软工作业3:结对项目-四则运算
| 这个作业属于哪个课程 | https://edu.cnblogs.com/campus/gdgy/CSGrade21-12 |
|---|---|
| 这个作业要求在哪里 | https://edu.cnblogs.com/campus/gdgy/CSGrade21-12/homework/13016 |
| 这个作业的目标 | 与队友合作完成项目,实现四则运算算式生成 |
团队成员:
| 沈俊杰 | 3121004710 | https://github.com/13ugYellow/13ugYellow/tree/master/结对项目 |
|---|---|---|
| 梁志聪 | 3121004704 |
PSP表格:
| PSP2.1 | Personal Software Process Stages | 预估耗时(分钟) | 实际耗时(分钟) |
|---|---|---|---|
| Planning | 计划 | 30 | 30 |
| Estimate | 估计这个任务需要多少时间 | 1030 | 1220 |
| Development | 开发 | 480 | 600 |
| Analysis | 需求分析 (包括学习新技术) | 120 | 150 |
| Design Spec | 生成设计文档 | 30 | 40 |
| Design Review | 设计复审 | 30 | 30 |
| Coding Standard | 代码规范 (为目前的开发制定合适的规范) | 20 | 20 |
| Design | 具体设计 | 60 | 40 |
| Coding | 具体编码 | 120 | 150 |
| Code Review | 代码复审 | 20 | 10 |
| Test | 测试(自我测试,修改代码,提交修改) | 30 | 30 |
| Reporting | 报告 | 30 | 50 |
| Test Report | 测试报告 | 30 | 40 |
| Size Measurement | 计算工作量 | 10 | 10 |
| Postmortem & Process Improvement Plan | 事后总结, 并提出过程改进计划 | 20 | 20 |
| 合计 | 1030 | 1220 |
能效分析:
生成四则运算算式的总时间:
答案对比的总时间:
生成四则运算算式的时间占比:
可以看到在creat函数中:
将逆波兰式生成规范二叉树时间占比较大,但这是为了判重的必须步骤,暂时无法优化。
答案对比的时间占比:
其中grade函数占比最大,看在grade函数中:
发现是读取文件的时间占比较大,故无法优化。
设计实现过程:
总体思想:
随机生成中缀表达式——>生成逆波兰表达式——>转化为规范二叉树——>计算结果,结果为负数则舍弃二叉树——>表达式判重——>写入文件
类与函数:
- class Arith(object)
- creat(self, problem_number, r) # 生成四则运算和答案在判重后写入文件
- main(self, arith, argv) # 支持命令行输入参数
- class BinaryTree(object) # 二叉树
- out_put_tree(self, tree, s) # 返回二叉树逆波兰形式的字符串
- class Caculation(object)
- caulate(self, op, f1, f2) # 计算f1 op f2 的值(op为运算符)

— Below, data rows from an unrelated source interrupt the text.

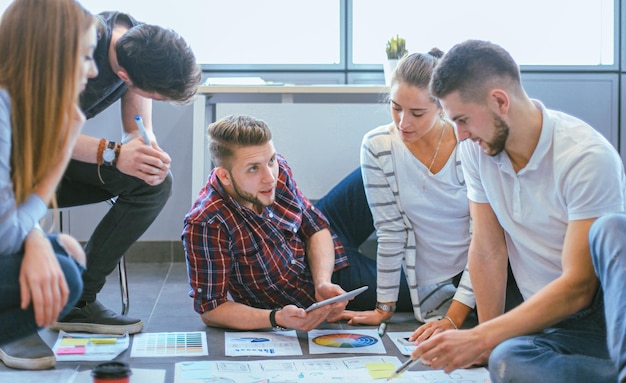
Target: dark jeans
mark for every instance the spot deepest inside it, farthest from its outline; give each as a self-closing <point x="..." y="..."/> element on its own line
<point x="16" y="323"/>
<point x="137" y="206"/>
<point x="573" y="350"/>
<point x="346" y="208"/>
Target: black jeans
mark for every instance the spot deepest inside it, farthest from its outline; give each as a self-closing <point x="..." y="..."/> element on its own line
<point x="137" y="206"/>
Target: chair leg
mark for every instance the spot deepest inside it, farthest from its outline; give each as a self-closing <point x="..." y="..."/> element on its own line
<point x="121" y="267"/>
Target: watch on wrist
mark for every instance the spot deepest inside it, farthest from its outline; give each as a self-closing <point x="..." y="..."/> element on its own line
<point x="273" y="323"/>
<point x="386" y="308"/>
<point x="108" y="155"/>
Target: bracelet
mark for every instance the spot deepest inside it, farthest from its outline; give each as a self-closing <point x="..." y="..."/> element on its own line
<point x="273" y="323"/>
<point x="451" y="322"/>
<point x="99" y="159"/>
<point x="101" y="146"/>
<point x="116" y="150"/>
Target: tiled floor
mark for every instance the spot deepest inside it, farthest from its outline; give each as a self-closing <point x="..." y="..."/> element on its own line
<point x="158" y="295"/>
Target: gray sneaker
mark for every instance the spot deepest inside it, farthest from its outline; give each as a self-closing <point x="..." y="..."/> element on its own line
<point x="30" y="353"/>
<point x="97" y="319"/>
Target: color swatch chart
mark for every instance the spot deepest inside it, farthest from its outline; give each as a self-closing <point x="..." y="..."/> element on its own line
<point x="169" y="344"/>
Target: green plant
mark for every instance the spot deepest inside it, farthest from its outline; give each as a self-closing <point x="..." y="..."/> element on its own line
<point x="396" y="47"/>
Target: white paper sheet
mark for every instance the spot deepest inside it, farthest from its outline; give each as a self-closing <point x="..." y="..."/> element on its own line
<point x="75" y="347"/>
<point x="169" y="344"/>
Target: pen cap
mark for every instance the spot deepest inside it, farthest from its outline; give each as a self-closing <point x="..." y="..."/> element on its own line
<point x="111" y="372"/>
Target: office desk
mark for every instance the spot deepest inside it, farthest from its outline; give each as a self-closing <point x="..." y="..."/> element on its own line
<point x="204" y="109"/>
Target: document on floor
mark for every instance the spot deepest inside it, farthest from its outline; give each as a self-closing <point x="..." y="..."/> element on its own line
<point x="360" y="369"/>
<point x="151" y="344"/>
<point x="275" y="343"/>
<point x="73" y="347"/>
<point x="355" y="341"/>
<point x="465" y="375"/>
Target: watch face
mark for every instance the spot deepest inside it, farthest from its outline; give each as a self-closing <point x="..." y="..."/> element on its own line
<point x="108" y="155"/>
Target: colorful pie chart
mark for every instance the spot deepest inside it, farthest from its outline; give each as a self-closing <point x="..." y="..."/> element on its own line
<point x="345" y="340"/>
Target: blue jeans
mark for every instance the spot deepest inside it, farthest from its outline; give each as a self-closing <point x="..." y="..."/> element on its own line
<point x="16" y="323"/>
<point x="137" y="206"/>
<point x="607" y="241"/>
<point x="345" y="206"/>
<point x="573" y="350"/>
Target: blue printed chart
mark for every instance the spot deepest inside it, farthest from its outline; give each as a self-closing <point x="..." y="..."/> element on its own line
<point x="262" y="343"/>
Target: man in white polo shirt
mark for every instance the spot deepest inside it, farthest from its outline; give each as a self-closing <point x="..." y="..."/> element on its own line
<point x="537" y="179"/>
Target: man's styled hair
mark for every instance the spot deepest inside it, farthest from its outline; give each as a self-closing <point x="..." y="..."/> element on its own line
<point x="159" y="60"/>
<point x="232" y="132"/>
<point x="472" y="68"/>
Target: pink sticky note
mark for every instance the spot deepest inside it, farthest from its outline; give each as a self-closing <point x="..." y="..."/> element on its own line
<point x="71" y="350"/>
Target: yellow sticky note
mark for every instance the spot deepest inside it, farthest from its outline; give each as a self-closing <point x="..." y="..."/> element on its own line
<point x="380" y="370"/>
<point x="74" y="341"/>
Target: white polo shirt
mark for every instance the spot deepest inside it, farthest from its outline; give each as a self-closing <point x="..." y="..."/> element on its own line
<point x="574" y="173"/>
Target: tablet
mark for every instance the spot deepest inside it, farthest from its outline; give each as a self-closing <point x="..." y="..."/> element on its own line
<point x="338" y="298"/>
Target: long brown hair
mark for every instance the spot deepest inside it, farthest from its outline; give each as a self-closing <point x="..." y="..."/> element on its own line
<point x="40" y="43"/>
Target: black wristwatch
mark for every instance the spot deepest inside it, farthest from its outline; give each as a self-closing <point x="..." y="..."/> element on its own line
<point x="273" y="323"/>
<point x="386" y="308"/>
<point x="109" y="156"/>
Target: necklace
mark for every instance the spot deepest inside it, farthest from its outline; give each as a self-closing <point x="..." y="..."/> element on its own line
<point x="436" y="151"/>
<point x="434" y="155"/>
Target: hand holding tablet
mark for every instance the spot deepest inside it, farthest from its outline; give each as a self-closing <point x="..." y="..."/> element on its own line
<point x="338" y="298"/>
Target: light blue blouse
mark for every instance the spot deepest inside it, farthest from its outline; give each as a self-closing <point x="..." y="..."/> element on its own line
<point x="15" y="221"/>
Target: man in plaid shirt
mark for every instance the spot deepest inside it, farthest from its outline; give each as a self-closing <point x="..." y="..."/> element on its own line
<point x="258" y="251"/>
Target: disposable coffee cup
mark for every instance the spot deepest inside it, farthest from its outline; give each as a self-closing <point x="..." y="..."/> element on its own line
<point x="111" y="372"/>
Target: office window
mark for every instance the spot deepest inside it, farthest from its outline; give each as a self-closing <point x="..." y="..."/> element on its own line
<point x="535" y="32"/>
<point x="245" y="32"/>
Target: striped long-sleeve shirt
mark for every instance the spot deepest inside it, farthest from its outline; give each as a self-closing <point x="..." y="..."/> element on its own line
<point x="399" y="239"/>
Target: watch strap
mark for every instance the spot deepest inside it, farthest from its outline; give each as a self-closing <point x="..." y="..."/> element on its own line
<point x="273" y="323"/>
<point x="114" y="147"/>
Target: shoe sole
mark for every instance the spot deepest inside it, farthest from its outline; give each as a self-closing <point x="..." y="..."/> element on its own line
<point x="43" y="363"/>
<point x="97" y="328"/>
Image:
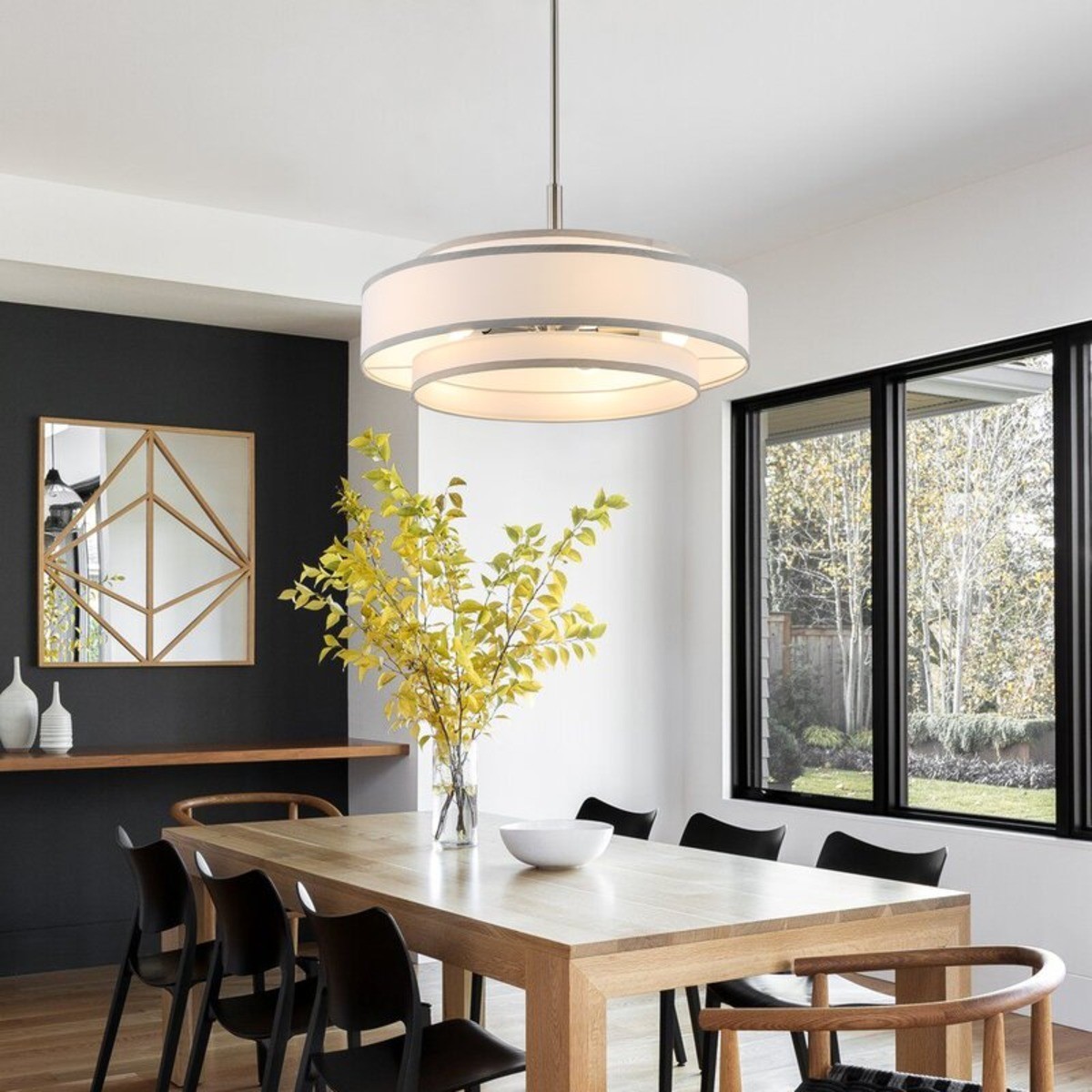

- max(self, num1, num2) # 比较两分数大小
- class Check(object) # 判重
- check_tree(self, tree) # 对二叉树进行判重,若不重复返回True
- class Compare(object)
- grade(self, exercise_file, answer_file) # 比较两文件答案并记录
- class Create(object) # 生成四则运算表达式
- create_operator(self) # 随机生成运算符
- create_arith(self, r) # 生成范围在r以内的四则运算表达式
- proper_fraction(self, list) # 将假分数化为带分数
- class Fractions(object) # 分数类
- class CreateTree(object) # 生成规范二叉树
- toRPN(self, list) # 生成逆波兰表达式
- createTree(self, suffix) # 将逆波兰式转化为规范化二叉树
- priority(self, operatorout, operatorin) # 判定优先级
代码说明:
生成四则运算表达式
def create_arith(self, r):
x = 0
list = []
# 随机生成运算符的数量
operator_num = random.randint(1, 3)
e1 = Create()
e2 = Create()
if operator_num == 1:
list.append(e1.create_number(r))
list.append(e2.create_operator())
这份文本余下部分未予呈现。